We were tight, I was coming to the radio station all the time. He’d play all my new stuff. It was great. The business of the label got in our way. Maybe someone in the culture reading this can say “damn, I gotta watch that.” I had a record called “Diamonds On My Neck.” Biggie was on a sample and they wanted to remix. Lil Wayne and Twista ended up getting on the remix. Khaled says, “I’m telling you, let me talk on the beginning of it.” Before he talked on anything. This was not a thing how it is now, he hadn’t talked yet. He was just putting out mixtapes. I remember there were big dog pitbulls, it was DJ crews at the time. 

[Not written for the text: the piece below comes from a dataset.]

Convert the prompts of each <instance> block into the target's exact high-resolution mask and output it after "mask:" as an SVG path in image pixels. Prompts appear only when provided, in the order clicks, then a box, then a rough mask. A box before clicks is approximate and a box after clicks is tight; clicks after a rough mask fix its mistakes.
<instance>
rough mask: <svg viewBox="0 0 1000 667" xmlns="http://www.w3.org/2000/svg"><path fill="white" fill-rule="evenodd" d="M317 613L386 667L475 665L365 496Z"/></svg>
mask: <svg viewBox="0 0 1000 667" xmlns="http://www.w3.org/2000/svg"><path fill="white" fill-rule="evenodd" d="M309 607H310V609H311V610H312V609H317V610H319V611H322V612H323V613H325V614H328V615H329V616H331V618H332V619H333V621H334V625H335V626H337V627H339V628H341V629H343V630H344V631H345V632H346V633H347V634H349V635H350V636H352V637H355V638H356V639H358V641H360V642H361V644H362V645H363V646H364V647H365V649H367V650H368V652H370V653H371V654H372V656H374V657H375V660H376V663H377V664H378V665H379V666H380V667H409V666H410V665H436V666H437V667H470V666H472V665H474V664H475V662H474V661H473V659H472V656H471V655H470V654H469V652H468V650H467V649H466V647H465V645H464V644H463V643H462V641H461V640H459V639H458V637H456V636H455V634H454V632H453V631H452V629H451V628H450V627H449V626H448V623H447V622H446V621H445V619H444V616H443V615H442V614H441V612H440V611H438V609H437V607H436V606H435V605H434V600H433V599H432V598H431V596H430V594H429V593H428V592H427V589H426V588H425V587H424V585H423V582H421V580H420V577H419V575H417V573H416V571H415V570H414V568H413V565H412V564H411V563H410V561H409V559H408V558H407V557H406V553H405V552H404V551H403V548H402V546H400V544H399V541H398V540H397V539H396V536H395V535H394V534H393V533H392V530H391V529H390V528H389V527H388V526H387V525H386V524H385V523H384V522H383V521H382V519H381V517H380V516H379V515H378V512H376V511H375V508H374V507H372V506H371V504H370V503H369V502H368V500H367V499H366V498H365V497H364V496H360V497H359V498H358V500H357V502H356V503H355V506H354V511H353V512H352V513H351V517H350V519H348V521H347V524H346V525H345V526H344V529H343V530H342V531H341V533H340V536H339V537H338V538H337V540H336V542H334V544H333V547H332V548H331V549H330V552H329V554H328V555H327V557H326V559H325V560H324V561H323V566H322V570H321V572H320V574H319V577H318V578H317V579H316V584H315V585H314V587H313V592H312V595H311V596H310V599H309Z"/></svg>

He’s like “Smitty, you gotta let me talk on it. You my boy!” I’m your boy, I’ma let you talk on it. I go to the label: “nah, because we don’t want to disrespect other DJs. Other DJs won’t play it.” Okay, this is my home market Miami. You gotta have a version where he talks on it! The suits at the time felt it wasn’t a good idea for him to talk on the front of it. We put the remix out. He plays it because it’s a hot record, but I could feel the shift of “we don’t believe.” when Khaled’s saying “they don’t believe,” I’m giving you an example of the they he’s talking about. They didn’t put it out. The record did what it did, it didn’t reach its potential in my humble opinion.

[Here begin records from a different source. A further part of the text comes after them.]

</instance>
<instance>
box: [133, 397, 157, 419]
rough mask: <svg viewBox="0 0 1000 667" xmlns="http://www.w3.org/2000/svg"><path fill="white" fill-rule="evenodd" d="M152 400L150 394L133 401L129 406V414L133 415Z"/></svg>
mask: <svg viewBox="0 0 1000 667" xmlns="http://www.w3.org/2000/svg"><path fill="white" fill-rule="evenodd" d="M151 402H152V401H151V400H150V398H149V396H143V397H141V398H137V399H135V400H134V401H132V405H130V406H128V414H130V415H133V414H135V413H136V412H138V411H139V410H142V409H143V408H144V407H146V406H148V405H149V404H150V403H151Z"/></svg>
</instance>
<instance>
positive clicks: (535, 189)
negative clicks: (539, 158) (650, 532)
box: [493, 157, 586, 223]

It changed because at that point, as my record’s not reaching its pinnacle, he’s now talking on other records that are reaching their pinnacles. From “all I do is win!”, the same thing he offered us first, which we fumbled the ball. I’m not complaining, but a lot was fumbled. Which they’ve apologized to me privately. After that point, he takes off. He’s talking on everything, and I have no choice but to eat it. Because me not being primed enough in this industry to understand, I should have forced my hand at that point. Not only as a creative or artist, but as the relationship we were building at the time, that’s a chance I should’ve took on him because he took the chance on me. 

He broke “Diamonds On My Neck” in Miami with all his DJs before it took off, so I didn’t see it like that. I’m young, I’m trying to figure this thing out. They’re telling me one thing. By the time I looked up, I hadn’t talked to the man in a couple years. It turns into “yeah Smitty, I remember.” But this is the real undertone of why our relationship didn’t go where it could have went. Hopefully me giving truth like this, turns it around. I ran into him at the Roc Nation brunch, we were cordial. But it wasn’t like that time, and I get that. At the end of the day, when they mentioned on Drink Champs, they were interviewing him. His response was “yeah I remember Smitty,” but it’s a lot behind that. 

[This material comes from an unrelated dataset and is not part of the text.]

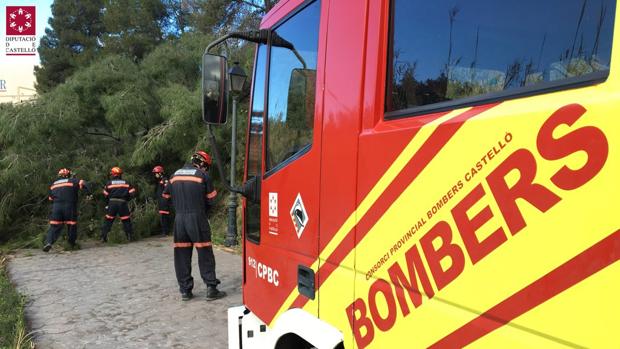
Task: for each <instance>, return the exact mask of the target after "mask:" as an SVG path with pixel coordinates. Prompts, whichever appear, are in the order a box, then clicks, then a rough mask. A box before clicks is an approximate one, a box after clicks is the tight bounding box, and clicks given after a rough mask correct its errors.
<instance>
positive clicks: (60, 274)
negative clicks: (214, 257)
mask: <svg viewBox="0 0 620 349" xmlns="http://www.w3.org/2000/svg"><path fill="white" fill-rule="evenodd" d="M172 254H173V248H172V238H170V237H168V238H151V239H146V240H142V241H138V242H135V243H131V244H126V245H116V246H98V245H97V246H95V247H90V248H88V247H85V248H83V249H82V250H79V251H74V252H61V251H59V250H56V249H54V250H52V251H51V252H49V253H48V254H45V253H43V252H39V251H24V252H20V253H19V254H18V255H17V256H15V257H14V258H12V259H11V261H10V263H9V274H10V276H11V279H12V280H13V282H14V283H15V284H16V285H17V288H18V290H19V292H21V293H22V294H24V295H26V296H27V297H28V304H27V307H26V317H27V319H28V321H29V323H30V329H31V330H33V331H35V342H36V344H37V348H41V349H47V348H53V349H55V348H71V349H74V348H89V349H90V348H226V347H227V343H228V342H227V320H226V309H227V308H228V307H230V306H235V305H240V304H241V257H240V256H238V255H235V254H231V253H228V252H225V251H221V250H218V249H216V250H215V259H216V263H217V267H216V271H217V276H218V278H219V279H220V280H221V281H222V284H221V285H220V289H221V290H224V291H226V292H227V293H228V296H227V297H225V298H223V299H220V300H216V301H213V302H207V301H205V295H206V287H205V286H204V284H203V282H202V280H201V279H200V275H199V273H198V266H197V264H196V260H197V257H198V256H197V255H196V253H194V258H193V261H194V265H193V270H192V273H193V276H194V283H195V285H196V286H195V287H194V299H192V300H191V301H189V302H182V301H181V300H180V296H179V293H178V286H177V283H176V278H175V276H174V266H173V259H172Z"/></svg>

EFN almost knew what he was doing, because EFN knows I got a lot of footprints in the Dade County music scene. I took a lot of arrows, I was the first Indian over the hill in the Miami scene of Hip-Hop. Coming with a typical backpacker type of energy, into a scene that was booty-shaking and dance music. For me to go over that hill first, I had a lot of allies, and a lot of people who didn’t believe. That whole table at Drink Champs, they know my story, but it’s up to me to sit down with you can tell the people why they know my story. It’s nothing to go into unless Smitty feels we should go into it, which is what I just did.